Contratto di factoring - Garanzia pro solvendo - Sussistenza - Fondamento - Conseguenze - Fallimento del cedente - Ammissione al passivo con riserva del credito trasferito al cessionario.
Corte di Cassazione Sez. 1, Ordinanza n. 22964 del 09/08/2025 (Rv. 675486 - 01)

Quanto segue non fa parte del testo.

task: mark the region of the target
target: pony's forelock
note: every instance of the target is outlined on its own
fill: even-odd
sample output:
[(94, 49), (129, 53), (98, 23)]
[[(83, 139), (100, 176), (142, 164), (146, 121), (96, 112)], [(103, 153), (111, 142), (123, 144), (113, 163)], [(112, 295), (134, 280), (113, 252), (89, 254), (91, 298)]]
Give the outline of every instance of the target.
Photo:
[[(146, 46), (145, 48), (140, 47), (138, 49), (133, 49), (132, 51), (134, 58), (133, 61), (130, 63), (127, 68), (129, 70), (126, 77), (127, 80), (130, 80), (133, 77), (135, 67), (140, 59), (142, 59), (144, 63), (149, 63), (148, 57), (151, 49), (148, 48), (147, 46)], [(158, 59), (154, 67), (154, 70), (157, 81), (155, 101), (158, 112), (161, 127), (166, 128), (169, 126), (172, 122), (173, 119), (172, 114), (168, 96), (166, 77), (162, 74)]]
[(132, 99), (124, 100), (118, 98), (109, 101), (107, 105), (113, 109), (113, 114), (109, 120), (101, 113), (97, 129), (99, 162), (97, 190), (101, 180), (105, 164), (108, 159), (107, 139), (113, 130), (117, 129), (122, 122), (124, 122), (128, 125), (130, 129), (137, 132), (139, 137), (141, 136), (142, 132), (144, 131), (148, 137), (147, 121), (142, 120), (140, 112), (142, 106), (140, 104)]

Nel contratto di factoring, a differenza che nella ordinaria cessione del credito, la garanzia di solvenza del debitore ceduto costituisce elemento fisiologico del contratto, per la presenza della causa di finanziamento; con la conseguenza che ove dopo la cessione si verifichi il fallimento del cedente, il factor è in ogni caso tenuto a escutere il debitore ceduto ex art. 1267, comma 2, c.c., e che, in mancanza di prova dell'escussione, il credito del factor per la restituzione delle anticipazioni e per gli ulteriori corrispettivi contrattuali va trattato, nei confronti del fallimento del cedente, alla stregua di credito condizionale (ovvero subordinato all'avveramento della clausola negoziale «salvo buon fine»), a tenore degli artt. 55, comma 3, e 96, comma 2, n. 1) l. fall. e va, pertanto, ammesso con riserva di prova dell'escussione del debitore ceduto e del conseguente inadempimento di quest'ultimo.